But I might turn back now.’

‘If you get goin.’

‘That’s right. Do you think will I?’

‘Get goin? I don’t know. I doubt it.’

”The oil light was on too.’

‘For long?’

‘A good while.’

‘And did you check it for oil in Galway?’

‘No….maybe I should have?’

At the garage, they had some ideas. None of them that good. Rain coming now. A bitter bite, white hot sky and clouds. The guy’s name was Jack. He took advantage of the Supermac’s across the road. Got a large chips. Came back. Sat there. We both thought. Eventually he said: ‘Them are nice warm chips.’

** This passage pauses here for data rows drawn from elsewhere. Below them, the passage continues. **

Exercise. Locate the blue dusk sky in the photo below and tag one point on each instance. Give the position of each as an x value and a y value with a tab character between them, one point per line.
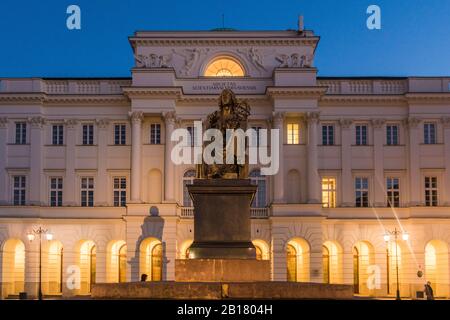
414	39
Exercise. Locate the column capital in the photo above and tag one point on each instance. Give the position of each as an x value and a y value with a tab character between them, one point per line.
345	123
170	117
445	121
277	119
136	116
378	123
36	122
3	122
313	117
71	123
102	123
412	122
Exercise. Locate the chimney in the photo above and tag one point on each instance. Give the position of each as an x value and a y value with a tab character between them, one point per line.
300	23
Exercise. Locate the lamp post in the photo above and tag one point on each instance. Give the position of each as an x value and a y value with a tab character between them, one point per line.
387	237
31	236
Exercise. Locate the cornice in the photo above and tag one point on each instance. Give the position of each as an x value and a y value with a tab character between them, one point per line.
369	98
295	92
19	98
42	98
307	41
151	92
428	97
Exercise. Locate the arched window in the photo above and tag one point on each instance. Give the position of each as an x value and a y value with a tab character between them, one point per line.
224	67
93	264
157	262
291	262
260	181
123	263
188	178
326	264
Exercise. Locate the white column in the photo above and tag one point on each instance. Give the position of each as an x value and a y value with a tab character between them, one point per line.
446	184
278	188
414	161
101	195
36	160
70	188
136	146
346	163
3	159
169	239
378	145
169	168
313	172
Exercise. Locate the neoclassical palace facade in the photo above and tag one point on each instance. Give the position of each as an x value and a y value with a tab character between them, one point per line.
89	161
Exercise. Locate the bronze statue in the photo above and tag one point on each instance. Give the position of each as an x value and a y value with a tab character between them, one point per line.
232	114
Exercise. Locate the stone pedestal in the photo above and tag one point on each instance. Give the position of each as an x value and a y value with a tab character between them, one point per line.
222	270
222	219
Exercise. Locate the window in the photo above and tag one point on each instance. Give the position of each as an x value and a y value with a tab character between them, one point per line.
58	134
392	135
155	133
429	133
19	188
188	178
431	197
328	135
119	134
21	132
293	133
393	192
255	138
191	131
259	201
88	134
361	135
361	192
328	192
224	67
56	188
120	192
87	192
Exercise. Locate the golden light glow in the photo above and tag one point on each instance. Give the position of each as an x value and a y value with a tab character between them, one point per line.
328	192
293	133
224	67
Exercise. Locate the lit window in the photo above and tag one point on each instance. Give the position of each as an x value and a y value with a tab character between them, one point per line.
120	191
188	179
392	135
119	134
56	192
328	192
87	192
293	133
361	135
429	133
393	192
88	134
431	196
155	133
19	190
327	135
224	67
361	192
21	132
259	201
58	134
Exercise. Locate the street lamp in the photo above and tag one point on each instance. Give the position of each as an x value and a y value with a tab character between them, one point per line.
31	236
387	237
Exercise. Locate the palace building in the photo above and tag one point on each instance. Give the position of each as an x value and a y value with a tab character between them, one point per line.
89	162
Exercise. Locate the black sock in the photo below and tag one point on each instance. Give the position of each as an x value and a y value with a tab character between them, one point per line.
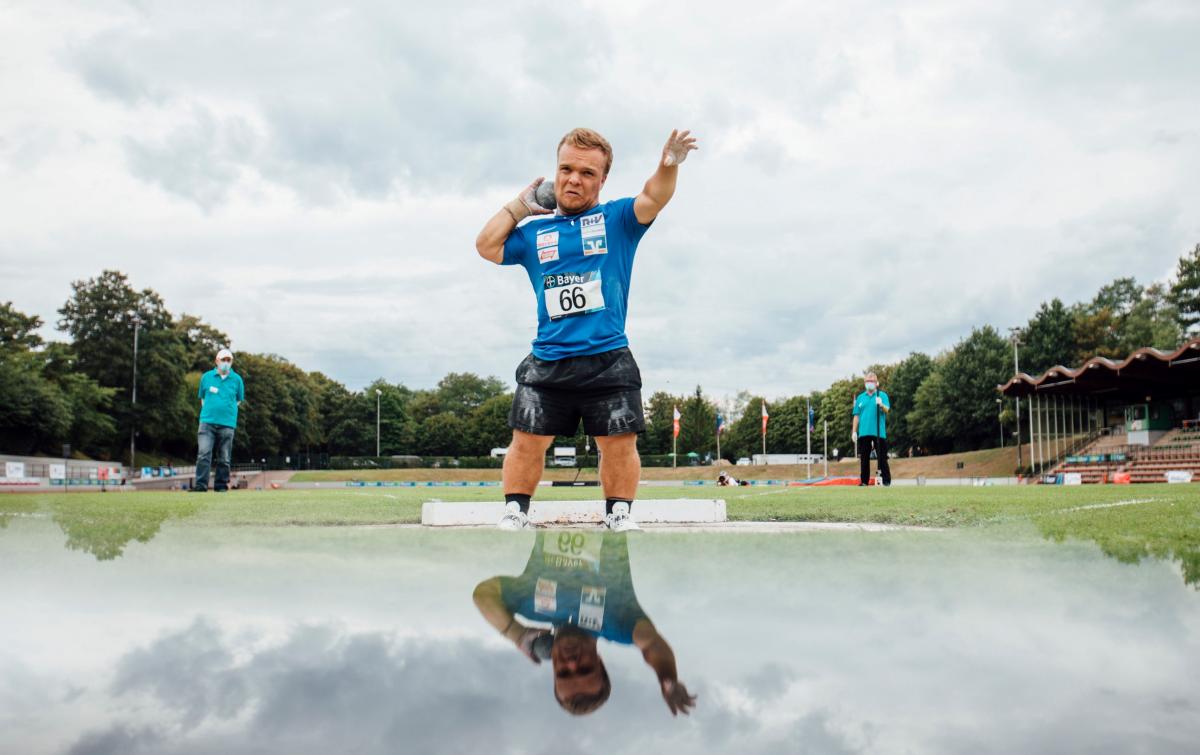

‘Was it not a bit ambitious leaving Galway this morning, for Wexford, in a car low on petrol? And oil?’

‘It’s not my car, see.’

‘Who owns it?’

‘I just borrowed it. Think will I get home?’

‘I’m not sure.’

‘I might get the bus back.’

‘And what about the car?’

‘I’ll have to sort it out I suppose. Do you know anyone with a truck?’

Now he was thinking. I had a myriad of numbers from previous breakdowns. Chanced one of them. He was working. Said he could be there in twenty minutes.

So we went back to the car and waited. Jack still working on the chips. The sky still working on the rain. The traffic doing its best not to hit the Toyota. Loads of beeps. Incredulity. Exaggerated swerves. Jack said: ‘Tis a busy spot here.’


And then the breakdown truck came. Hazard lights. Chains. All that. Got it loaded up. A big puddle of oil on the ground from underneath. The driver said he knew a garage and would get Jack to a bus or a train or whatever he needed. Jack tried to give me €50 for my trouble and I said no. And off they went.